Advanced visualization tutorial with Seaborn

In this visualization tutorial you will learn how to use the Seaborn library to create advanced plots. If you are familiar with basic line, scatter and histogram plots, then this tutorial could help upgrade your visualization skills.

What is Datalore by JetBrains?

Datalore is an online Jupyter notebook with smart coding assistance hosted by JetBrains. Datalore comes with an intelligent code editor and powerful computation machines. Clean up data, produce interactive visualizations, and create Machine learning and Deep learning models faster.

Click "Edit" button in the upper right conner to run this notebook in Datalore.

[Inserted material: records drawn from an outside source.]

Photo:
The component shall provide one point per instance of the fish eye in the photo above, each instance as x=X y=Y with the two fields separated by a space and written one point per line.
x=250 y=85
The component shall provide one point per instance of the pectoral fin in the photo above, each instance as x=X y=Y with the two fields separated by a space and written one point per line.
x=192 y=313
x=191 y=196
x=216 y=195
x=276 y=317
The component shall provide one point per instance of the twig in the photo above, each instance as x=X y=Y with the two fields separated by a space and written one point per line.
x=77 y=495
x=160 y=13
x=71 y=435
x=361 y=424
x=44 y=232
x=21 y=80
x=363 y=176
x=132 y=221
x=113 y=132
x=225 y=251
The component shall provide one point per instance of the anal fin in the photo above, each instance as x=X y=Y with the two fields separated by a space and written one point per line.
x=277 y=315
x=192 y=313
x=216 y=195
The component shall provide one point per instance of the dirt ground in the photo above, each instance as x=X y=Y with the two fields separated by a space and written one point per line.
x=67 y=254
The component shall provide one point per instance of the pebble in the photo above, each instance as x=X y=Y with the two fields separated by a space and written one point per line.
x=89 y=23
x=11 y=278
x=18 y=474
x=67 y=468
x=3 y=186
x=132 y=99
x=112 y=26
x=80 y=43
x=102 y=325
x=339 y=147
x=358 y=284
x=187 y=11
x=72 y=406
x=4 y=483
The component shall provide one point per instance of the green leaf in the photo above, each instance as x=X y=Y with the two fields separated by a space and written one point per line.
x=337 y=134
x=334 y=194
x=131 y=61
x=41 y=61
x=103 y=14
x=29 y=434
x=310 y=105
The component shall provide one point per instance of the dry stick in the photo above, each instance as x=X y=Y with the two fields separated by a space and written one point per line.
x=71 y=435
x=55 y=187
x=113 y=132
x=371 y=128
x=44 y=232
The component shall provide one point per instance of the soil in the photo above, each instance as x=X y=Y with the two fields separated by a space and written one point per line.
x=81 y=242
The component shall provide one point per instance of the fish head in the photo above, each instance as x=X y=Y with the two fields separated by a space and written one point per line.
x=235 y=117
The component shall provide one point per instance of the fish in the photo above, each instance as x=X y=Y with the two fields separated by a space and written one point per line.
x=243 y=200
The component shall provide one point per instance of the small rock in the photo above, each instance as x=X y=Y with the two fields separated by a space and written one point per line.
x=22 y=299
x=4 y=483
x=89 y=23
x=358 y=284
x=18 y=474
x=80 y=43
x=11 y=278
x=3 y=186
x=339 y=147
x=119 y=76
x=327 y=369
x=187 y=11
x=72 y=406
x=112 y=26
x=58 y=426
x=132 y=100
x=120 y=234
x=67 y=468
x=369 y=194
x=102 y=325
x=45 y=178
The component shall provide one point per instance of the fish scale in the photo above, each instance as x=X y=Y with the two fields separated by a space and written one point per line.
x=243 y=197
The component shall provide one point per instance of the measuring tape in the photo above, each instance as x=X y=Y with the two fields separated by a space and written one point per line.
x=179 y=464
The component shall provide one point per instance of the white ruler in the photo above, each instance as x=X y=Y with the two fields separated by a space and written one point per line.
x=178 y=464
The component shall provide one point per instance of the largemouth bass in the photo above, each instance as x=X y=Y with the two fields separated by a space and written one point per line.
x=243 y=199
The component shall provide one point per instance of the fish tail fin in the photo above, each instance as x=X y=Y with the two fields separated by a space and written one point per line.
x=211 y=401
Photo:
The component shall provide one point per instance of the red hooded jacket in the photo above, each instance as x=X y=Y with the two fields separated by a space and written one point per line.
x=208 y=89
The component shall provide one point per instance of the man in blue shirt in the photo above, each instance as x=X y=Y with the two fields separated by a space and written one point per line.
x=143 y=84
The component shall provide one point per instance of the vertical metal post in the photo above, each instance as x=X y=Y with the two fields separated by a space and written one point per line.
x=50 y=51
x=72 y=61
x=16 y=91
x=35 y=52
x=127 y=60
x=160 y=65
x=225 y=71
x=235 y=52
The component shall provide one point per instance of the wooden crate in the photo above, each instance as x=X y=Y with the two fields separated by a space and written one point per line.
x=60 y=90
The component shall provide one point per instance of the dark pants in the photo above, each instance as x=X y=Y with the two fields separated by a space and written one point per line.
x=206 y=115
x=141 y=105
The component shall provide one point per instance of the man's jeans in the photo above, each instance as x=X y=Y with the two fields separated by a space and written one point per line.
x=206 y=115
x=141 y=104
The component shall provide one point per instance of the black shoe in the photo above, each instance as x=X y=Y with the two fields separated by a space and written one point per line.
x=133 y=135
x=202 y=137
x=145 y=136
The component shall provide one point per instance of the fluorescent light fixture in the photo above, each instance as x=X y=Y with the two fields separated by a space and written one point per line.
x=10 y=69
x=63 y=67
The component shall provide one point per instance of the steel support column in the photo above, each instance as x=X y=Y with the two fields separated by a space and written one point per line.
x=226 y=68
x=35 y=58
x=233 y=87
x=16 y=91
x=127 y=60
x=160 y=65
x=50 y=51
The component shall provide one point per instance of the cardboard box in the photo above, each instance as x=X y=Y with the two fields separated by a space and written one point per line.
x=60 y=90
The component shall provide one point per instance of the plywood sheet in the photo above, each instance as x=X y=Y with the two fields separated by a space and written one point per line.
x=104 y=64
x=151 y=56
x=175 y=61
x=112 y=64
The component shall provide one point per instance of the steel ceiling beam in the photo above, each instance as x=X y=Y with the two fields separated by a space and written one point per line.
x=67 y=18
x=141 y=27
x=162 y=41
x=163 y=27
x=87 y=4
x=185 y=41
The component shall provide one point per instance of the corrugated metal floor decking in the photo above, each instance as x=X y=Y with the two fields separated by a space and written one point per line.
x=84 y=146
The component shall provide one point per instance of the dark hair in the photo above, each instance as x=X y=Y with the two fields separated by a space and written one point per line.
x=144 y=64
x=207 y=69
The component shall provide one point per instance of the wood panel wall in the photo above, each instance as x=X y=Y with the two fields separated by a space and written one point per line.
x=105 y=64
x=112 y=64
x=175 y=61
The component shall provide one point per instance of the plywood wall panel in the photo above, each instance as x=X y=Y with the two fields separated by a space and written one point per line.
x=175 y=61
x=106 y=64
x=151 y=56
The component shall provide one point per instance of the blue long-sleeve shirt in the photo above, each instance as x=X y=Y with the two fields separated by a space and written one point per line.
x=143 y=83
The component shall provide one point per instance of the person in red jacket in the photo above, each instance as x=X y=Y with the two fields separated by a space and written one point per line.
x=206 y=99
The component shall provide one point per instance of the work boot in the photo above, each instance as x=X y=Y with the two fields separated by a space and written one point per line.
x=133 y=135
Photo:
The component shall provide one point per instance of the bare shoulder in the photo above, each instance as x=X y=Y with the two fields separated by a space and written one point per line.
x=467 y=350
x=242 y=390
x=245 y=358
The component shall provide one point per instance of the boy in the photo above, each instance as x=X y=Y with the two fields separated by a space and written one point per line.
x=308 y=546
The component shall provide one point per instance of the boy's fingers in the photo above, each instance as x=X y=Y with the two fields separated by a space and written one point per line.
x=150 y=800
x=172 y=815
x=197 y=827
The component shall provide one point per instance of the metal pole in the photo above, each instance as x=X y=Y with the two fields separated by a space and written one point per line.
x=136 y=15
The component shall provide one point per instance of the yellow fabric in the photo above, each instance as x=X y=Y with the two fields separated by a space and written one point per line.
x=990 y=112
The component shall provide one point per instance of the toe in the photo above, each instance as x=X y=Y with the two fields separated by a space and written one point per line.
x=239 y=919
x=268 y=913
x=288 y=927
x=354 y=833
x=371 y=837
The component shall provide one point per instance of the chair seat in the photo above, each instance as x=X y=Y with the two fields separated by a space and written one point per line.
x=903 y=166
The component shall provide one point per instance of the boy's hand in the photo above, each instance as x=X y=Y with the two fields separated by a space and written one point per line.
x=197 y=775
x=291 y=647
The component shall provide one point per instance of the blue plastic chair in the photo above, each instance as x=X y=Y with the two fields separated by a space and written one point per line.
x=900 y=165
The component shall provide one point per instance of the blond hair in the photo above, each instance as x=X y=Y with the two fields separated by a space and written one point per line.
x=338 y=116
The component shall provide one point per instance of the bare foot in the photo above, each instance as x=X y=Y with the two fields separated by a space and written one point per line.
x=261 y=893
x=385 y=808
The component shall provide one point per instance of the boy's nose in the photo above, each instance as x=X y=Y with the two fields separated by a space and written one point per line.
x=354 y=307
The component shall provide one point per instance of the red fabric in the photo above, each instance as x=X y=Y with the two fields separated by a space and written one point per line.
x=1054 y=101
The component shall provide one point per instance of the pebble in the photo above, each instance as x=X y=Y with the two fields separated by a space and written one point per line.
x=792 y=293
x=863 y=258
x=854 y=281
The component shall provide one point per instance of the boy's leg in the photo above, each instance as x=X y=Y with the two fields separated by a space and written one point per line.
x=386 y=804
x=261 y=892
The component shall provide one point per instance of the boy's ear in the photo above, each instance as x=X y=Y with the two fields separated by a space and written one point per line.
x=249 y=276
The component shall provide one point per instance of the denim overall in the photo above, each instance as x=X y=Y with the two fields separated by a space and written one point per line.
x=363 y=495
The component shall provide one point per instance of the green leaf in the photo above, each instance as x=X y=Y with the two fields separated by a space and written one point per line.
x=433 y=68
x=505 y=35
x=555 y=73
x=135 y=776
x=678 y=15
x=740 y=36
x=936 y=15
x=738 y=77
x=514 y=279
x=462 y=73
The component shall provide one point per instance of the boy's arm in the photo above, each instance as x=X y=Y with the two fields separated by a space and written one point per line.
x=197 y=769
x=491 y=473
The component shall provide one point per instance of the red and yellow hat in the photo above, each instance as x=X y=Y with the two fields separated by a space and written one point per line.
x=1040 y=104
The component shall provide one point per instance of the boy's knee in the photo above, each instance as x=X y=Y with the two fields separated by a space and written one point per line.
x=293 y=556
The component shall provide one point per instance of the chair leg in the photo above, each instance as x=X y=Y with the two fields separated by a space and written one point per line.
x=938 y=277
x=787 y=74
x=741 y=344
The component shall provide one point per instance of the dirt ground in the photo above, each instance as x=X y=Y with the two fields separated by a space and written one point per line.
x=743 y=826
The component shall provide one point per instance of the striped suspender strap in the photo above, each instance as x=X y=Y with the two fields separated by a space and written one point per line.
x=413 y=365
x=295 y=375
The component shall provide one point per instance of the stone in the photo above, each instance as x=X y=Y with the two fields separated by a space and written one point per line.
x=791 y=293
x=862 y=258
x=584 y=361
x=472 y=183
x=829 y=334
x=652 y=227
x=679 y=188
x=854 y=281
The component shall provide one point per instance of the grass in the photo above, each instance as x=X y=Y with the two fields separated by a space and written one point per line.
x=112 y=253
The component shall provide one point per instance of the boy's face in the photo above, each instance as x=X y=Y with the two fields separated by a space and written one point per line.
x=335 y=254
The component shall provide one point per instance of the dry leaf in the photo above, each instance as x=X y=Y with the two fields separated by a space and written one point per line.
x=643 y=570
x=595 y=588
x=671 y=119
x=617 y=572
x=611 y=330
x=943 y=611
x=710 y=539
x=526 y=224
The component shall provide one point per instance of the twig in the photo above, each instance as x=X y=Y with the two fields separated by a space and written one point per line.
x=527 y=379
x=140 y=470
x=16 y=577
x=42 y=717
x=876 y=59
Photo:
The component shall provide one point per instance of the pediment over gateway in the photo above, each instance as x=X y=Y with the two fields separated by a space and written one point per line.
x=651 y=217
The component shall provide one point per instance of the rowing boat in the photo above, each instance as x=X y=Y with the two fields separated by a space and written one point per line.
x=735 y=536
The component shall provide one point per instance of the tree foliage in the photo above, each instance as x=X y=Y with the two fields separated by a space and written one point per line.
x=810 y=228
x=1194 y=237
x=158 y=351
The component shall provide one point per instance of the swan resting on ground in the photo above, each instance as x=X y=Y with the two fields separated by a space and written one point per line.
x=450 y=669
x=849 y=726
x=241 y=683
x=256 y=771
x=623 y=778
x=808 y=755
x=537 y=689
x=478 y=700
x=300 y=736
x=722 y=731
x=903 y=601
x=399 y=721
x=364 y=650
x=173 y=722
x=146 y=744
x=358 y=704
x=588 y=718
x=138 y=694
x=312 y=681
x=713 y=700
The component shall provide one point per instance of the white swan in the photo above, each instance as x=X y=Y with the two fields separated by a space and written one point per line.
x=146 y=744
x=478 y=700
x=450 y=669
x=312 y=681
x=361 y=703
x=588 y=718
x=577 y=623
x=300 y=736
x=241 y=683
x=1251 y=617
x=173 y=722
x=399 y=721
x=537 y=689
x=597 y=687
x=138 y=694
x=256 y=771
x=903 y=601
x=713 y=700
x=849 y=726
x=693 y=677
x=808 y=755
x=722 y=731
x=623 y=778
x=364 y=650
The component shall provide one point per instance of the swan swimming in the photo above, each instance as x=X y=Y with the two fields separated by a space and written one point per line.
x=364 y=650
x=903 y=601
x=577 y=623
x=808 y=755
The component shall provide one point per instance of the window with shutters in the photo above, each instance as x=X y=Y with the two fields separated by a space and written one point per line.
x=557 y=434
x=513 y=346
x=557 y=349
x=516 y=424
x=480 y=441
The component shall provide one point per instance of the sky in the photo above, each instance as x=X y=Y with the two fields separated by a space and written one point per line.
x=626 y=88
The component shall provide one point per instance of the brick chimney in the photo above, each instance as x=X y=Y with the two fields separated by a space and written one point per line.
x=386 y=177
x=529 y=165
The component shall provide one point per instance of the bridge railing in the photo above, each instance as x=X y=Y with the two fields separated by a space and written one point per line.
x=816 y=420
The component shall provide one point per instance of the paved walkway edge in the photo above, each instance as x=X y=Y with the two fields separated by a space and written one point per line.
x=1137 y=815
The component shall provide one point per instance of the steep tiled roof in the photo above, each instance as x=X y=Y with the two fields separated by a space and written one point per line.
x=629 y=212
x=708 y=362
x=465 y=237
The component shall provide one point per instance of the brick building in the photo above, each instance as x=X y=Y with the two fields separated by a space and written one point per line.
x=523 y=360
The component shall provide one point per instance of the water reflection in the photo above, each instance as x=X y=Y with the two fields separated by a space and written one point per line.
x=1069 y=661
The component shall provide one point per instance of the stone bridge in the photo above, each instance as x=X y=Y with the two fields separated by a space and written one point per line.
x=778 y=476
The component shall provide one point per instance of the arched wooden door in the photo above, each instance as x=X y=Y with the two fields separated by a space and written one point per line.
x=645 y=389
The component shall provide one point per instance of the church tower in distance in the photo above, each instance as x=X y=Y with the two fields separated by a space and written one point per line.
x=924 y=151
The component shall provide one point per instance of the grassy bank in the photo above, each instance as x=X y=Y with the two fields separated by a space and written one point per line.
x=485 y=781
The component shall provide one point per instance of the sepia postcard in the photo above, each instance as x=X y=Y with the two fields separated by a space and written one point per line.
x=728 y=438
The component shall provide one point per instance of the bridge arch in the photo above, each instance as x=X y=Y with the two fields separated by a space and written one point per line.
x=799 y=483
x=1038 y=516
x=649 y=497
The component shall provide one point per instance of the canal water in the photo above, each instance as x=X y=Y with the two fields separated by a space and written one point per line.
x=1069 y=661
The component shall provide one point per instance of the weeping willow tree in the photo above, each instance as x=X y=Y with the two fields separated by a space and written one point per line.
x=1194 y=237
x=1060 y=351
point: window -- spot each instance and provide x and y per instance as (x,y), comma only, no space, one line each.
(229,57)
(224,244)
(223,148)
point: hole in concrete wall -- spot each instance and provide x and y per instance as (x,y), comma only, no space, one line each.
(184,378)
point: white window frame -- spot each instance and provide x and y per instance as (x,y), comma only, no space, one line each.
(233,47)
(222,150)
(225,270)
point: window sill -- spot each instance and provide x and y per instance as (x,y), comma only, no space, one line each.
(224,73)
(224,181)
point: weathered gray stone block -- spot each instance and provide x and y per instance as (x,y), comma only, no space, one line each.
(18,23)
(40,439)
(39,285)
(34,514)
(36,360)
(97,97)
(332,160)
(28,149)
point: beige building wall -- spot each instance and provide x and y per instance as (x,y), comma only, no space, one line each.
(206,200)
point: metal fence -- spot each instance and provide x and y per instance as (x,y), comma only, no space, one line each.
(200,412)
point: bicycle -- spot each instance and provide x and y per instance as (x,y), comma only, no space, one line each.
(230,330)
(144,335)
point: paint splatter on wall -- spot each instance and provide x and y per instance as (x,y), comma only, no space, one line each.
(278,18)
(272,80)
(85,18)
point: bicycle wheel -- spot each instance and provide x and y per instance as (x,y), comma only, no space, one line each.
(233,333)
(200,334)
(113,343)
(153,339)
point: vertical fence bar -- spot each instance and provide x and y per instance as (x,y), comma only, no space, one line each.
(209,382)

Learn more about Datalore on datalore.jetbrains.com.

About the Dataset

In Datalore we've manually assembled a dataset with different GPU machines and their technical details. Plotting with seaborn library will help us to play with data and learn more how this type of hardware has improved over time.

Dataset overview

The dataset contains of 495 GPU models. It includes the following parameters:

GPU manufacturer
GPU class
Name
Year of release
Fab = fabrication process (nm). It defines the size of transistors in a processor. The transistors are the buildings block of any integrated circuit, GPU and CPU included.
Number of transistors (millions)
Die size
Memory size in megabytes
GFLOPS = billions of Floating Operations Per Second
TDP (thermal design power) = the maximum amount of heat generated by a computer chip or component

import urllib

urllib.request.urlretrieve('https://datalore-samples.s3-eu-west-1.amazonaws.com/tutorials/gpus.csv',
                           'gpus.csv')

('gpus.csv', <http.client.HTTPMessage at 0x7f8475cca210>)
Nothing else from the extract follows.